Dried Oyster Mushrooms are small, satiny, blue-hued mushrooms with white stems. They are more solid and flavorful than most other oyster varieties. Generally, they are sweet to the taste, shrink little, and hold their shape and springiness when briefly cooked.
Now cultivated commercially all over the world, they were first grown as an emergency food source in Germany during World War I. Considering that this mushroom was only eaten out of necessity, the Germans could have eaten much worse. Chock-full of nutrients and flavor and are regarded as one of the easiest mushrooms to grow.
Nutritional Facts: They have less protein and iron than the oysters of the sea, they also have way less calories, sodium, cholesterol, carbohydrates and fat. Additionally, 100 grams of reconstituted oyster mushrooms are a great source of dietary fiber (9% RDA*), Vitamins B2 (21% RDA) and B3 (25% RDA), and copper, phosphorous and potassium (12% RDA each).

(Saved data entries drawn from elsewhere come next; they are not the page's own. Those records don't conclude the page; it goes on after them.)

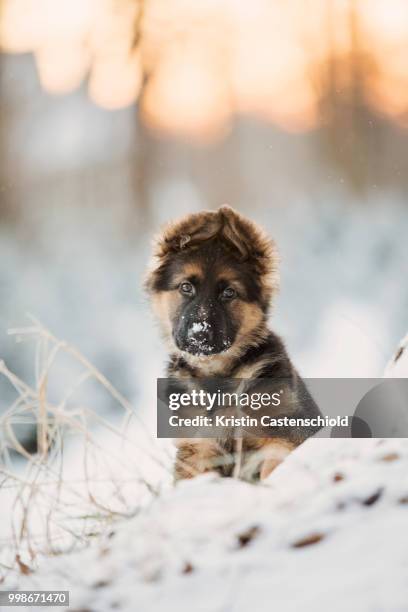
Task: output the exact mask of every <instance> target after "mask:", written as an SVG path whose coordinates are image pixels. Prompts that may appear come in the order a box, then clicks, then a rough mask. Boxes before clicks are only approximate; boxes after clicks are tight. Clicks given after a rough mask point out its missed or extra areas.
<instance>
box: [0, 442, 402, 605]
mask: <svg viewBox="0 0 408 612" xmlns="http://www.w3.org/2000/svg"><path fill="white" fill-rule="evenodd" d="M407 521H408V443H407V441H406V440H403V441H402V440H399V439H394V440H365V441H363V440H338V439H337V440H309V441H308V442H307V443H305V444H304V445H303V446H301V447H300V448H298V449H297V450H296V451H295V452H294V453H292V455H290V457H289V458H288V459H287V460H286V461H285V462H284V463H283V464H282V465H281V466H280V467H279V468H277V469H276V470H275V472H274V473H272V475H271V476H270V478H269V480H268V481H267V482H266V483H265V485H264V486H253V485H249V484H246V483H244V482H241V481H237V480H233V479H220V478H218V477H215V476H212V475H205V476H202V477H199V478H196V479H194V480H193V481H186V482H182V483H180V484H179V485H178V486H177V487H175V488H174V489H170V490H168V491H167V492H166V493H164V494H162V495H161V496H160V497H159V498H158V499H156V500H155V501H153V502H152V504H151V505H150V506H149V507H148V508H147V509H146V510H144V511H142V512H141V513H140V514H139V515H138V516H136V517H135V518H133V519H131V520H128V521H125V522H123V523H122V524H120V525H119V526H117V527H116V528H115V530H114V533H112V534H110V537H106V538H103V539H101V540H100V541H98V542H97V544H95V545H94V546H93V547H91V548H88V549H86V550H84V551H83V552H80V553H76V554H70V555H64V556H61V557H54V558H44V559H42V561H41V562H40V567H39V569H38V571H37V572H35V573H32V574H28V575H23V574H20V575H19V576H16V575H9V576H8V578H7V579H6V581H5V584H3V585H2V588H3V589H5V588H13V587H19V588H21V589H65V590H69V591H70V598H71V600H70V608H69V609H70V610H71V612H74V611H75V610H77V611H78V612H79V610H81V611H84V610H87V611H93V612H105V611H106V612H107V611H108V610H114V609H115V610H122V611H129V612H133V611H134V610H143V612H147V611H149V612H150V611H156V610H163V611H164V610H166V611H169V610H177V612H182V611H184V610H185V611H188V612H190V611H191V610H192V609H194V610H196V611H200V610H202V611H205V612H210V611H217V612H218V611H221V610H225V611H234V612H235V611H237V612H238V611H242V612H247V611H248V610H250V609H253V610H257V612H260V611H262V610H265V611H266V610H271V609H276V610H279V612H282V611H286V610H288V611H294V612H295V611H296V612H297V611H298V610H300V609H302V610H308V611H309V610H310V611H312V610H313V611H320V610H321V611H325V612H326V611H327V610H335V611H337V610H338V611H342V612H343V611H344V610H347V609H349V610H358V611H359V612H363V611H367V612H368V611H370V612H371V611H384V612H385V611H387V612H402V611H403V610H408V580H407V575H408V547H407V540H406V525H407ZM33 609H34V608H33Z"/></svg>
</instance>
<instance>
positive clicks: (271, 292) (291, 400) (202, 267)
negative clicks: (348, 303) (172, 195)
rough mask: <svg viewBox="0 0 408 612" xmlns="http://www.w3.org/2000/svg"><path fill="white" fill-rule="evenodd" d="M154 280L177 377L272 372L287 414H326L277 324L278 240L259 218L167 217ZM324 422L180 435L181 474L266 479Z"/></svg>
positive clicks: (154, 274) (152, 286)
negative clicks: (263, 224) (271, 313)
mask: <svg viewBox="0 0 408 612" xmlns="http://www.w3.org/2000/svg"><path fill="white" fill-rule="evenodd" d="M146 287H147V291H148V293H149V295H150V298H151V302H152V306H153V310H154V312H155V314H156V316H157V317H158V320H159V322H160V324H161V328H162V330H163V334H164V338H165V340H166V343H167V345H168V347H169V352H170V359H169V363H168V367H167V376H168V377H169V378H172V379H177V380H178V381H180V384H183V381H188V380H189V381H191V380H196V379H202V380H204V379H209V378H218V379H248V384H247V389H250V390H252V391H253V390H257V389H259V388H260V387H262V385H263V384H264V381H265V379H268V380H271V379H272V380H279V381H282V384H284V386H285V389H286V390H287V391H288V393H287V397H288V398H289V400H288V401H287V402H286V403H285V406H284V407H281V408H280V412H279V415H290V416H294V417H304V418H306V417H309V418H310V417H316V416H317V415H319V414H320V412H319V409H318V407H317V406H316V404H315V403H314V401H313V399H312V398H311V396H310V394H309V393H308V391H307V389H306V386H305V384H304V382H303V381H302V379H301V378H300V376H299V374H298V373H297V372H296V369H295V368H294V367H293V365H292V363H291V361H290V359H289V357H288V355H287V352H286V350H285V346H284V344H283V342H282V340H281V339H280V338H279V337H278V336H277V335H276V334H275V333H273V332H272V331H271V330H270V329H269V328H268V325H267V317H268V311H269V307H270V303H271V299H272V297H273V295H274V294H275V292H276V291H277V288H278V256H277V251H276V248H275V244H274V242H273V241H272V240H270V239H269V238H268V237H267V236H266V235H265V234H264V233H263V231H262V230H261V229H260V228H259V227H258V226H256V225H255V224H254V223H252V222H251V221H250V220H248V219H246V218H244V217H243V216H242V215H240V214H238V213H237V212H236V211H234V210H233V209H232V208H230V207H228V206H222V207H221V208H220V209H219V210H218V211H216V212H210V211H203V212H201V213H198V214H191V215H188V216H187V217H185V218H183V219H181V220H180V221H178V222H176V223H172V224H170V225H168V226H167V227H166V228H165V229H164V231H163V232H162V233H161V234H160V235H159V237H158V238H157V240H156V241H155V249H154V262H153V266H152V269H151V270H150V272H149V273H148V277H147V282H146ZM197 383H199V381H197ZM318 429H319V427H310V428H305V427H302V428H300V427H299V428H296V427H295V428H289V429H288V428H285V429H282V430H272V433H271V432H270V431H269V432H268V433H266V432H263V435H256V436H254V435H252V434H250V435H245V436H243V437H240V438H239V439H237V438H236V437H234V435H233V432H226V433H225V435H224V436H222V437H220V438H217V439H203V438H200V439H195V438H194V439H181V440H177V441H176V444H177V446H178V451H177V458H176V465H175V478H176V480H177V479H181V478H191V477H193V476H195V475H197V474H200V473H203V472H207V471H217V472H219V473H220V474H222V475H224V476H232V475H236V476H239V477H241V478H244V479H246V480H250V481H252V480H256V479H259V478H260V479H264V478H266V477H267V476H268V475H269V474H270V473H271V471H272V470H273V469H274V468H275V467H276V466H277V465H278V464H279V463H280V462H281V461H282V460H283V459H284V458H285V457H286V455H287V454H288V453H289V452H290V451H291V450H292V449H293V448H295V447H296V446H297V445H298V444H300V443H301V442H302V441H303V440H304V439H306V438H307V437H308V436H310V435H313V434H314V433H315V432H316V431H317V430H318ZM261 433H262V432H261Z"/></svg>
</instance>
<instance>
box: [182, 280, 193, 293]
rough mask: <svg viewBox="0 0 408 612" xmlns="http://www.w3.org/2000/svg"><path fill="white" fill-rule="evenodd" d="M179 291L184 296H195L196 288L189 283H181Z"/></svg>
mask: <svg viewBox="0 0 408 612" xmlns="http://www.w3.org/2000/svg"><path fill="white" fill-rule="evenodd" d="M179 289H180V293H182V294H183V295H193V293H194V287H193V285H192V284H191V283H189V282H188V281H184V282H183V283H181V285H180V287H179Z"/></svg>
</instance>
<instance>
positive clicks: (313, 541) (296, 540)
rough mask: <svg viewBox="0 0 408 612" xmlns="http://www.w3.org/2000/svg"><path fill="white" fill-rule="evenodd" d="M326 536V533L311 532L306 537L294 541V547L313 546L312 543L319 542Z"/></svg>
mask: <svg viewBox="0 0 408 612" xmlns="http://www.w3.org/2000/svg"><path fill="white" fill-rule="evenodd" d="M324 537H325V535H324V533H318V532H316V533H311V534H310V535H308V536H305V537H304V538H301V539H300V540H296V542H293V544H292V547H293V548H303V547H304V546H311V545H312V544H317V543H318V542H321V540H323V539H324Z"/></svg>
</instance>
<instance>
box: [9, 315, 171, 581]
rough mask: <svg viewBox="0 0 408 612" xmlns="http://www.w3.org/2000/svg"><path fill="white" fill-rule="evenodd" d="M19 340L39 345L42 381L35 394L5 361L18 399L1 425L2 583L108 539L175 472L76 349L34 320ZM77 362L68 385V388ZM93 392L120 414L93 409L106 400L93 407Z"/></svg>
mask: <svg viewBox="0 0 408 612" xmlns="http://www.w3.org/2000/svg"><path fill="white" fill-rule="evenodd" d="M10 333H11V334H13V335H15V336H16V339H17V340H18V341H31V342H34V344H35V348H36V350H35V375H34V377H33V378H34V382H33V384H28V383H27V382H25V381H23V380H22V379H21V378H19V377H18V376H17V375H16V374H14V373H13V372H11V371H10V370H9V369H8V368H7V366H6V364H5V363H4V362H2V361H0V376H4V377H6V379H8V381H9V383H10V384H11V385H12V386H13V387H14V389H15V401H14V402H13V403H12V405H11V406H9V407H8V409H7V410H6V411H5V412H4V413H3V414H2V415H1V416H0V507H1V508H2V524H1V531H0V537H1V546H0V551H1V553H0V580H1V578H2V577H4V575H5V574H6V573H7V572H9V571H14V570H19V571H23V572H28V571H30V570H31V569H32V568H34V567H35V566H36V563H37V560H38V557H39V556H40V555H42V554H48V555H49V554H54V555H55V554H59V553H62V552H66V551H68V550H72V549H75V548H78V547H82V546H84V545H88V544H89V542H90V541H92V538H93V537H94V536H95V535H99V534H102V533H107V532H109V531H110V530H111V529H112V524H113V523H114V522H115V521H116V520H118V519H120V518H121V517H128V516H132V515H134V514H135V513H137V512H138V510H140V508H141V507H142V506H143V505H144V504H145V503H147V502H148V501H149V500H151V498H152V496H154V495H156V494H157V493H158V487H160V486H161V484H162V483H163V482H166V480H167V481H168V480H169V478H168V475H169V473H170V469H171V461H170V460H169V457H168V456H167V455H166V453H165V452H163V450H160V449H159V448H158V446H157V443H156V442H155V440H154V438H153V437H152V435H151V433H150V431H149V429H148V428H147V427H146V426H145V425H144V424H143V422H142V421H141V419H140V418H139V417H138V414H137V413H136V412H135V409H134V407H133V406H132V405H131V404H130V402H129V401H128V400H127V399H126V398H125V397H123V395H122V394H121V393H120V392H119V391H118V390H117V389H116V388H115V387H114V386H113V385H112V384H111V383H110V382H109V381H108V380H107V378H106V377H105V376H104V375H103V374H102V373H101V372H99V370H98V369H97V368H95V366H94V365H93V364H92V363H90V362H89V361H88V360H87V359H86V358H85V357H84V356H83V355H82V354H81V353H80V352H79V351H78V350H77V349H75V348H74V347H73V346H71V345H69V344H68V343H66V342H63V341H61V340H59V339H58V338H56V337H55V336H54V335H53V334H52V333H51V332H50V331H49V330H48V329H46V328H45V327H44V326H43V325H42V324H41V323H40V322H39V321H37V320H35V319H33V318H31V325H30V326H29V327H26V328H23V329H15V330H11V331H10ZM68 362H69V364H70V368H68V370H67V371H69V375H67V379H65V378H61V372H64V371H65V370H64V366H65V365H66V364H67V363H68ZM73 365H74V366H75V367H74V368H73V367H72V366H73ZM73 369H74V370H75V375H73V374H72V371H73ZM90 383H91V384H93V385H96V386H97V387H98V393H97V394H96V395H94V396H91V397H98V398H100V397H101V393H103V394H106V395H107V396H108V398H109V399H110V401H111V402H113V403H114V404H115V411H114V413H112V412H109V413H107V414H104V413H103V412H102V411H101V410H99V409H98V405H92V402H93V403H95V401H97V400H92V399H91V401H90V403H89V402H88V398H87V401H86V402H84V400H83V394H82V395H81V390H82V389H83V388H84V386H85V385H86V384H90ZM85 395H86V394H85ZM112 414H114V416H112ZM21 425H29V426H31V427H32V428H35V430H36V437H37V452H36V453H34V454H33V453H29V452H28V451H27V450H26V448H25V446H24V445H23V444H22V442H21V441H20V439H19V437H18V435H17V433H16V428H17V427H18V426H21Z"/></svg>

Fiber aids with digestion, B Vitamins convert food into energy, copper produces red blood cells, phosphorous helps build strong bones (just like calcium!), and potassium lowers blood pressure. With oyster mushrooms in your diet, you’re sure to feel great and be at the top of your game.
Tips: Soak Dried Oyster Mushrooms in warm water for up to two hours to reconstitute them. Once any extra water is drained away, they can then be used in the same manner as their fresh counterparts. Dried Oyster Mushrooms are great for stir-frys, but be sure to cook them gently; they might loose their flavor and appearance if cooked too long. Their thick texture and unique flavor also makes them a perfect stand in for bivalves in any seafood dish.